Speaker
Description
Celeritas is a Monte Carlo (MC) detector simulation library that exploits current and future heterogeneous leadership computing facilities (LCFs). It is specifically designed for, but not limited to, High-Luminosity Large Hadron Collider (HL-LHC) simulations. Celeritas implements full electromagnetic (EM) physics, supports complex detector geometries, and runs on CPUs and Nvidia or AMD GPUs. Celeritas provides a simple interface to integrate seamlessly with Geant4 applications such as CMSSW and ATLAS FullSimLight.
Using EM-only benchmark problems, we show that one A100 GPU is equivalent to 32-240 EPYC CPU cores on the Perlmutter supercomputer. In a test beam application using the ATLAS tile calorimeter geometry and full hadronic physics simulated by Geant4, offloading EM particles to Celeritas results in a 3x overall speedup on GPU and 1.2x on CPU.
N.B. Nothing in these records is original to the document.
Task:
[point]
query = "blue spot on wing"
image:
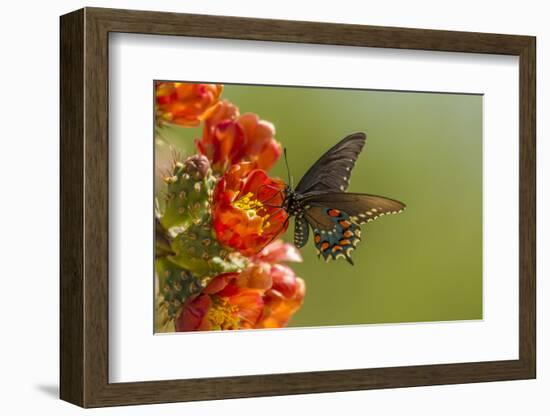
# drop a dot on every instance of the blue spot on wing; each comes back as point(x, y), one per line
point(340, 241)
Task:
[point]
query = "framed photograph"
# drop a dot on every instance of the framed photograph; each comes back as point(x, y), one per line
point(257, 207)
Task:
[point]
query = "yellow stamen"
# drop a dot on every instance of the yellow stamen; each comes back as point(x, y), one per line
point(253, 208)
point(222, 314)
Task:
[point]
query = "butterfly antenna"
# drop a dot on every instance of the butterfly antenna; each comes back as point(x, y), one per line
point(290, 179)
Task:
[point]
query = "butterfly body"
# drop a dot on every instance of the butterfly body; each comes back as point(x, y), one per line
point(320, 202)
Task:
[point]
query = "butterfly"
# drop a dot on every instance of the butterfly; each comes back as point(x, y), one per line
point(320, 202)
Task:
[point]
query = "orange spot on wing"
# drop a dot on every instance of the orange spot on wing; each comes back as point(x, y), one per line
point(333, 212)
point(344, 223)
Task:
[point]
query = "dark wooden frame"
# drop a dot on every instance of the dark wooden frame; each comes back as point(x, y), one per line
point(84, 207)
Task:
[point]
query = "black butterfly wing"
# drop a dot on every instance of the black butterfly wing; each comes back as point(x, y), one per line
point(361, 208)
point(332, 171)
point(336, 217)
point(301, 232)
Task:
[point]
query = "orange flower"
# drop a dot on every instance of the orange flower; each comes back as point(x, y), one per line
point(247, 213)
point(222, 305)
point(287, 291)
point(184, 103)
point(229, 139)
point(264, 295)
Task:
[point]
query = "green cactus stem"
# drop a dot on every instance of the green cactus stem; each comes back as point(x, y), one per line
point(190, 186)
point(175, 286)
point(198, 251)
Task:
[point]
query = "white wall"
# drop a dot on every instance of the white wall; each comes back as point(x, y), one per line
point(29, 226)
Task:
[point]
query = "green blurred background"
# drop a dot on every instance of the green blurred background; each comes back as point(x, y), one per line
point(424, 149)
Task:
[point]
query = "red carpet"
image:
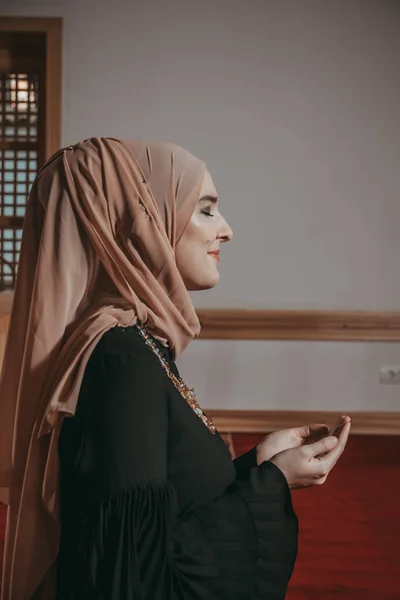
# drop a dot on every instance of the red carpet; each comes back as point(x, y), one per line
point(349, 547)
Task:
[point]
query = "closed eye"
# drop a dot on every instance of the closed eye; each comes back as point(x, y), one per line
point(207, 212)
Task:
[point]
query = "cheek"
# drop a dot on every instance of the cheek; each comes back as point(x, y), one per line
point(201, 229)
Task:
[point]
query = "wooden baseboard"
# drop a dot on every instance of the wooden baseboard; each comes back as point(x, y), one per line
point(308, 325)
point(263, 421)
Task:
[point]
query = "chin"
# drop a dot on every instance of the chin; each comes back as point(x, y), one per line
point(204, 284)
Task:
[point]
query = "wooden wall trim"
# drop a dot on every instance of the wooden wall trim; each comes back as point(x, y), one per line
point(226, 324)
point(263, 421)
point(366, 326)
point(52, 27)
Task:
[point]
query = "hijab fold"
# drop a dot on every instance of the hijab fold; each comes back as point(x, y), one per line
point(101, 226)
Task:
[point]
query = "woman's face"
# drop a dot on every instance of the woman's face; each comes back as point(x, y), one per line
point(197, 252)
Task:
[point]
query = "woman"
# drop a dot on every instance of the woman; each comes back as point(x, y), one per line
point(134, 496)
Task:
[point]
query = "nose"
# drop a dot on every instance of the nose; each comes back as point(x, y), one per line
point(225, 233)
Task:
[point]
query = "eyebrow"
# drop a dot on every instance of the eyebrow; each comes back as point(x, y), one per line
point(209, 198)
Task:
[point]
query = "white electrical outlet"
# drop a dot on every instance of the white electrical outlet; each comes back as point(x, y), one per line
point(389, 375)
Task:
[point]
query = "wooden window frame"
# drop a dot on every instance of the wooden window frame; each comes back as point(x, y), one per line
point(52, 28)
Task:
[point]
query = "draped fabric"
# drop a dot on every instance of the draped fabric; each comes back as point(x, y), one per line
point(152, 505)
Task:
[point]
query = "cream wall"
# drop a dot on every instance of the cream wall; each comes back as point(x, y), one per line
point(294, 105)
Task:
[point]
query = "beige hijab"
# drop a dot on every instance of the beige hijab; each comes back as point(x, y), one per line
point(101, 226)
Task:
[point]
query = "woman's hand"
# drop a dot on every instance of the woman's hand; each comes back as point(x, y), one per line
point(310, 464)
point(276, 442)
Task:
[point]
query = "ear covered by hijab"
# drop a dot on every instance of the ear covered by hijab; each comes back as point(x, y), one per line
point(101, 226)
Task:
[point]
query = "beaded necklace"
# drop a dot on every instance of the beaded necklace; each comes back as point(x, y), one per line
point(180, 385)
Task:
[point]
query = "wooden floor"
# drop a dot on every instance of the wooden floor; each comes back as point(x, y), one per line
point(350, 527)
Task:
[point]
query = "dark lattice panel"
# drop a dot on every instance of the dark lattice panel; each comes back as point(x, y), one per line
point(19, 95)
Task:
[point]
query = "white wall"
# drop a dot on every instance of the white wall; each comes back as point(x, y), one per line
point(294, 105)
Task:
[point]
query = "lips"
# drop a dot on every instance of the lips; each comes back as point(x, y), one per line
point(214, 254)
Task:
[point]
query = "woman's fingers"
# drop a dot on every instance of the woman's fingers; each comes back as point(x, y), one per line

We will present the current capabilities, focusing on performance results including recent optimization work, power efficiency, and throughput improvement.
References
https://indico.jlab.org/event/459/contributions/11818/
Significance
Heterogeneous architectures are increasingly more common, particularly within the TOP500 systems. LHC experiments such as ATLAS and CMS spend a significant amount of their computing budget on detector simulation traditionally done on CPUs. With the upcoming HL-LHC, the data complexity and quantity will significantly increase, challenging the current simulation software. This work will enable experiments to use GPUs for detector simulations.